TOSECdev Forum

TOSEC Project => Database / Datfiles => Topic started by: tolie on January 07, 2020, 12:34:28 AM

Title: How to deal with many files and dirs for a ROM?
Post by: tolie on January 07, 2020, 12:34:28 AM
So, I found a popular dump of Nintendo Wii-U ROMS. Some come in a full image (.wud or .wux), but others like "eShop" are just directories with no bounds on file/dir count... thousands per title. So *if* I were to .dat them, I'd hash thousands of files per game? Makes sense until it doesn't. Is there some hidden approach like creating a queue of the files in alphabetical order then creating a .iso from that queue? A standard way at all?

Since they are "eShop", I almost think the URL to the official download could be used in some way, but I'm not sure how to find that and even if I did it can't be guaranteed all titles would have a link (or known/public link anyways). The .wud and .wux are easy, just wish they all were  that easy :-/. Also, off topic a bit, but there doesn't seem to be a lot of Wii-U games... is this correct? There seems to be very few titles, even considering the region dupes.
Title: Re: How to deal with many files and dirs for a ROM?
Post by: Maddog on January 07, 2020, 09:14:46 AM
There's a way, but this would be bending the established rules badly: zip all files together as provided, then torrentzip the resulting .zip and finally hash the .zip (as a file) and not the files contained within themselves. Torrentzip produces zips done in a constant way and hashing the resulting zip would be the same as hashing any other "container" format. But as I said, this is not the standard method. Standard would require you to hash individual files, same way as for example MAME is hashing several different roms for every game.

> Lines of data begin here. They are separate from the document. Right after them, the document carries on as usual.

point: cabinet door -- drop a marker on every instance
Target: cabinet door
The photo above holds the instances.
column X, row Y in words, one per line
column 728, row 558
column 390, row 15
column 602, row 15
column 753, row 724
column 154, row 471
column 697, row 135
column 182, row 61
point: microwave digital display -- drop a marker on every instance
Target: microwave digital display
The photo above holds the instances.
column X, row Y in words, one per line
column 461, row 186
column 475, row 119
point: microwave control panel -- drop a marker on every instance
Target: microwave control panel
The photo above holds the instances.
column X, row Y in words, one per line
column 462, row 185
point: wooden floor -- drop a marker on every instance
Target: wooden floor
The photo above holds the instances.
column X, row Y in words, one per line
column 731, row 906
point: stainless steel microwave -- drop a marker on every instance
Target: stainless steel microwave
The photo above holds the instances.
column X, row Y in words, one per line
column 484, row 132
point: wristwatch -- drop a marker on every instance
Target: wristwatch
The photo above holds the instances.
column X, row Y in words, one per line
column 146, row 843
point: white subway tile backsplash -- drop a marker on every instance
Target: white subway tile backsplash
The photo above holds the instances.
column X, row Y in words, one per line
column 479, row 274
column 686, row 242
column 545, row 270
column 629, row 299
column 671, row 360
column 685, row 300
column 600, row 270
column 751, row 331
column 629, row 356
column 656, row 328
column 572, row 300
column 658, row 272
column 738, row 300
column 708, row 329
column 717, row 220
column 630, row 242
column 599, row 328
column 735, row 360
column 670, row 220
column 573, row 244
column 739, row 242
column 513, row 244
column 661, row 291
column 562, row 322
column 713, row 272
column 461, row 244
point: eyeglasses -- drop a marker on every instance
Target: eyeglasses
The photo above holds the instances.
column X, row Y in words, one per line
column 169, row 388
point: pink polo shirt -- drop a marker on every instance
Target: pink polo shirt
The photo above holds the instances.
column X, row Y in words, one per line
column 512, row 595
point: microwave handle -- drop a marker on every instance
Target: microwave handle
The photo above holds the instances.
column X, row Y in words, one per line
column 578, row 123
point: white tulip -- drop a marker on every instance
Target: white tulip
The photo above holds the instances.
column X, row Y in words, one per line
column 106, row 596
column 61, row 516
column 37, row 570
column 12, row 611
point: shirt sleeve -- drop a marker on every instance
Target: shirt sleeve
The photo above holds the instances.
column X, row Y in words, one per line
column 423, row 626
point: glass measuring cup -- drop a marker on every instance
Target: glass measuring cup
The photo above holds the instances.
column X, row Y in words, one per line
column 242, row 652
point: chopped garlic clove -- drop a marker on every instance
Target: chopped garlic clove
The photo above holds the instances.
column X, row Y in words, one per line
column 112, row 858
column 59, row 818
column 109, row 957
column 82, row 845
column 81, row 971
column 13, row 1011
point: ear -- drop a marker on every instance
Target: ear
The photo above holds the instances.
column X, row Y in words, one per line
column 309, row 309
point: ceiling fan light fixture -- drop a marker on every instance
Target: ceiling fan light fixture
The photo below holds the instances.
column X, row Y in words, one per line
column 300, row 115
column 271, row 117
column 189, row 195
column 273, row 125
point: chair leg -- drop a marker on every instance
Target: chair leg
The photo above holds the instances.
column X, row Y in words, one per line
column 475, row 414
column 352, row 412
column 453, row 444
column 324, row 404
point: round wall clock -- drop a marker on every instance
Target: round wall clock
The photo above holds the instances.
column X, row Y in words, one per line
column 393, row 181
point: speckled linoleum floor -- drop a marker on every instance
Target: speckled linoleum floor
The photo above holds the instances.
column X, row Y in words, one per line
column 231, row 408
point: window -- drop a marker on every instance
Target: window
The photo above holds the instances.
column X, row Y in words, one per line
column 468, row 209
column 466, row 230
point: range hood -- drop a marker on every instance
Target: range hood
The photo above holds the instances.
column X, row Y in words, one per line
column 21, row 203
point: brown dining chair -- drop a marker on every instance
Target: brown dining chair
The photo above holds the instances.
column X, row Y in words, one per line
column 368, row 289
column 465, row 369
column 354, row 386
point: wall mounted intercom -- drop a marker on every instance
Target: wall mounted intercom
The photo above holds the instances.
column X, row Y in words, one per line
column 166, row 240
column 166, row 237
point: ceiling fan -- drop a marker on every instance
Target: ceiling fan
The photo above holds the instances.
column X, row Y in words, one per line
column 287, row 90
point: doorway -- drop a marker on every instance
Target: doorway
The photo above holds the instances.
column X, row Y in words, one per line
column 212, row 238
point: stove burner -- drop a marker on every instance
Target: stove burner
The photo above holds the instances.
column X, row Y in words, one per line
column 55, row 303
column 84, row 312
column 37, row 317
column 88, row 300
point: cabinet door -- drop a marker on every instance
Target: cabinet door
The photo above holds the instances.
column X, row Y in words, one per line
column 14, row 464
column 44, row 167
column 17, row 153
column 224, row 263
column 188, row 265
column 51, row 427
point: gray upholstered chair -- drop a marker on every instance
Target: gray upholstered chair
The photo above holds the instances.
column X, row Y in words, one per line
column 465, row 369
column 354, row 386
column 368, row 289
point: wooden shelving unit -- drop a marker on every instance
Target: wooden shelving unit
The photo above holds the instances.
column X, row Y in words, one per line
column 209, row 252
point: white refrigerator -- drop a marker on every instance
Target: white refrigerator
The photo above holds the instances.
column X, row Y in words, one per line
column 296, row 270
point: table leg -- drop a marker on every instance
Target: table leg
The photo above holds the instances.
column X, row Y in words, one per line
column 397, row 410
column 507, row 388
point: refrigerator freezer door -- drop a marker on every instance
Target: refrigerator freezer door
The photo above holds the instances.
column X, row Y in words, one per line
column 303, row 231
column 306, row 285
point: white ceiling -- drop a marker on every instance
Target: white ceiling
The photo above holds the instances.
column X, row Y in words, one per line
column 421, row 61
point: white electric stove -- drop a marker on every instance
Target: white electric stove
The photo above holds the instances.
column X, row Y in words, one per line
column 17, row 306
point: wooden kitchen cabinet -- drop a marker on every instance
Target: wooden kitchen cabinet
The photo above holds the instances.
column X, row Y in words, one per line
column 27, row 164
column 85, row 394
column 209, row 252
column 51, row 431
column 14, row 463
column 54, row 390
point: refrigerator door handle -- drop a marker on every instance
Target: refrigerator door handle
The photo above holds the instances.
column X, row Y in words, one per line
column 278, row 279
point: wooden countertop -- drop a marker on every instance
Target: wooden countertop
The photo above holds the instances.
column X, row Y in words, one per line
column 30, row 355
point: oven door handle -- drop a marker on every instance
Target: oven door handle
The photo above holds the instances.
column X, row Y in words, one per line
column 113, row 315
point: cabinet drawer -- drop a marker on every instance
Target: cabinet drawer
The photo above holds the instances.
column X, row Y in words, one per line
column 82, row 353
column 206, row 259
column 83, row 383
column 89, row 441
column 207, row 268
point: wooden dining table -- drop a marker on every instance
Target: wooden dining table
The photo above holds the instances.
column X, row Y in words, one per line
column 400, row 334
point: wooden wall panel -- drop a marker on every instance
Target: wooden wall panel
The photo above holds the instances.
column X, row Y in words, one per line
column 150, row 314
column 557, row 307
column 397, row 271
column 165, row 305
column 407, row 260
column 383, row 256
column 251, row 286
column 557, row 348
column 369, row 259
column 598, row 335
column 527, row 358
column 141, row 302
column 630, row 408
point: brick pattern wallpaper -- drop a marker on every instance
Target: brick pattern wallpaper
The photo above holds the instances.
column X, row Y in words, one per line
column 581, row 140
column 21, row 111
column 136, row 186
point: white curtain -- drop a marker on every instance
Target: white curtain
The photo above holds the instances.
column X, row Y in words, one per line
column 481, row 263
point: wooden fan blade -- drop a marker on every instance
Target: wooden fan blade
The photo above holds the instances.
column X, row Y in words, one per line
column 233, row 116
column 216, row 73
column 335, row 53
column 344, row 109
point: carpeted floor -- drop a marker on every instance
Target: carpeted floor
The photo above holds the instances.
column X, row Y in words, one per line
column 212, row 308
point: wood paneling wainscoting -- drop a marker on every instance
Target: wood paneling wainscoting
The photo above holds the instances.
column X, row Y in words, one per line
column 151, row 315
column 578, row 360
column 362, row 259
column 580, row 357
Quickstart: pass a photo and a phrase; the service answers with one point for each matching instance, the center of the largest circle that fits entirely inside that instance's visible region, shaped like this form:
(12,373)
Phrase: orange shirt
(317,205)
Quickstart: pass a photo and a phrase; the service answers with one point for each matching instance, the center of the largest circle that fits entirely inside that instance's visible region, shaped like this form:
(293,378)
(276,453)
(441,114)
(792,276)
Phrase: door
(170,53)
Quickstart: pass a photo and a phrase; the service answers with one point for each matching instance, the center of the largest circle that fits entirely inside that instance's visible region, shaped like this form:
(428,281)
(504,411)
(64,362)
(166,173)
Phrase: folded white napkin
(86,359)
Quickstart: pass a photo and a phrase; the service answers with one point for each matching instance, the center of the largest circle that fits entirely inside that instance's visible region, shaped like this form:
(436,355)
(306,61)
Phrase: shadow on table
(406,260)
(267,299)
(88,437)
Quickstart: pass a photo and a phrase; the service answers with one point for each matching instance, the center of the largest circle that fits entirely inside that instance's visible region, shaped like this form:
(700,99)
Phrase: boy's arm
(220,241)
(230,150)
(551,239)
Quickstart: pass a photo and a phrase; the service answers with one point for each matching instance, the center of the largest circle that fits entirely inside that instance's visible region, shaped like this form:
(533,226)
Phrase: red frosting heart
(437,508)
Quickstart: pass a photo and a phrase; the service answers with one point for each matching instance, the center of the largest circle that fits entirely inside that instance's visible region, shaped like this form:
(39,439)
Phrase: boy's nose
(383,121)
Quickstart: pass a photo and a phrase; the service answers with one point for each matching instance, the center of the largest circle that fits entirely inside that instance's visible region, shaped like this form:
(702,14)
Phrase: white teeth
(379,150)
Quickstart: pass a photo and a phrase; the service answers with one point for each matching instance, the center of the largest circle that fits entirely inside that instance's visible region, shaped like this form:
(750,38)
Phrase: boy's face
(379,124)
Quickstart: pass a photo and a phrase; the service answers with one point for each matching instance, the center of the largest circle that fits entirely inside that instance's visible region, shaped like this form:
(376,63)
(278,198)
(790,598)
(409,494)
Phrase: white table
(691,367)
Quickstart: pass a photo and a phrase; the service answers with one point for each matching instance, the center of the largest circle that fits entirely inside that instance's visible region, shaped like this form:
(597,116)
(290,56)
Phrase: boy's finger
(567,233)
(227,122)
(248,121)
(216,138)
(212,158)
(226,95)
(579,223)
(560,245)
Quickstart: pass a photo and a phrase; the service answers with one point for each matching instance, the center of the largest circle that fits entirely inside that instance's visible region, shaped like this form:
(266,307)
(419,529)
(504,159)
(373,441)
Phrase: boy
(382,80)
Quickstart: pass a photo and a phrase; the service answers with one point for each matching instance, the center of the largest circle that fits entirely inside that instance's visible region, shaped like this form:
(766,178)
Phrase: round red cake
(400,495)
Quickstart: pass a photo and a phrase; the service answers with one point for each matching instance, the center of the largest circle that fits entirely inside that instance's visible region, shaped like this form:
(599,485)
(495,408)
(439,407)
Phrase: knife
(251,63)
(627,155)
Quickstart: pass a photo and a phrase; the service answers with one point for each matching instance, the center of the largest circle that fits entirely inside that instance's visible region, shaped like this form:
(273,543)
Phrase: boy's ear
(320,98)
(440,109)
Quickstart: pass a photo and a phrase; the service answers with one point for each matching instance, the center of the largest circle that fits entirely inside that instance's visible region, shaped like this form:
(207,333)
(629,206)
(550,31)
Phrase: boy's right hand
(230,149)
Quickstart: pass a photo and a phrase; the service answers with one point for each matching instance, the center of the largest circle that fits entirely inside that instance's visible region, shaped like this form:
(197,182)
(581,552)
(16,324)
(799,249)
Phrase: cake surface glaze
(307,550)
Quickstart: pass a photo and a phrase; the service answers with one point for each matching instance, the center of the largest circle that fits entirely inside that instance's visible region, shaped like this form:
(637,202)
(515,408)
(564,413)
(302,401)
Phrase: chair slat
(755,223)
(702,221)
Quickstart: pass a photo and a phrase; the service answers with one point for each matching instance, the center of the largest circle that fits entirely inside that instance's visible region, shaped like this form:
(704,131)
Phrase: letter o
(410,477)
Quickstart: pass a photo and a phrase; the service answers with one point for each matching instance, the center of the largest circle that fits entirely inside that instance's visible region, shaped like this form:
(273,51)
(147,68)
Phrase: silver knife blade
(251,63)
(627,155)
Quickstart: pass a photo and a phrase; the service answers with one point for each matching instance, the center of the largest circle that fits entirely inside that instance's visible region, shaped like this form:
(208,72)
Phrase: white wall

Wii U has been a badly failed console in terms of sales, so it's not strange that companies didn't exactly rush to publish games for it.
Wikipedia has a list with 767 games, this however includes many download-only: https://en.wikipedia.org/wiki/List_of_Wii_U_games
As for physical releases, a quick Google revealed 157 US releases shortly before the full death of the console, but I am definitely too lazy to check further. :)
Title: Re: How to deal with many files and dirs for a ROM?
Post by: tolie on January 07, 2020, 01:23:50 PM
In that case,  why not just stop at the first zip and hash that? TorrentZip does state it uses "standard values", but I'm not sure how (nothing about the method seems mentioned).

IWith downloaded "ROMS" becoming clearly the majority of ROMS currently, something has to be out there eventually as a suggested standard. The days of dumping media storage are coming to an end slowly (at least half way there maybe?)

The below is faulted and ends in the obvious, but it's all I have now :-/....

Without knowing how compression works, the problem seems to be the directories. For the files one could just get the SHA (or whatever) of all files,  sort those ascending and add them in that order to a container right? But the directories, unless they are only added in when each file requires them, I don't see a more unique way. But even then there would be the problem of identical files, which leads my brain to the problem of how to insert identical files with using just the directory tree as a reference. I could get an entire branched list, sort it with some method, then add them... which is back to the obvious, but which method? Some POSIX, UTF aware sort method would do, but which?
Title: Re: How to deal with many files and dirs for a ROM?
Post by: Maddog on January 07, 2020, 02:09:46 PM
If you hash the first zip file, nobody will ever be able to rebuild that zip the same way and get the same hash.
Torrentzip is the only known way to get constant hashes for a zip file between computers.
There are too many factors in play, meaning that zipping a bunch of files will not yield constant results between different computers. Among them are compression levels, file timestamps and directory structures. Torrentzip has been engineered exactly to solve this problem, but I am not aware (or care much either...) about the exact technical workings. It works as intended and that's enough for me.  ;)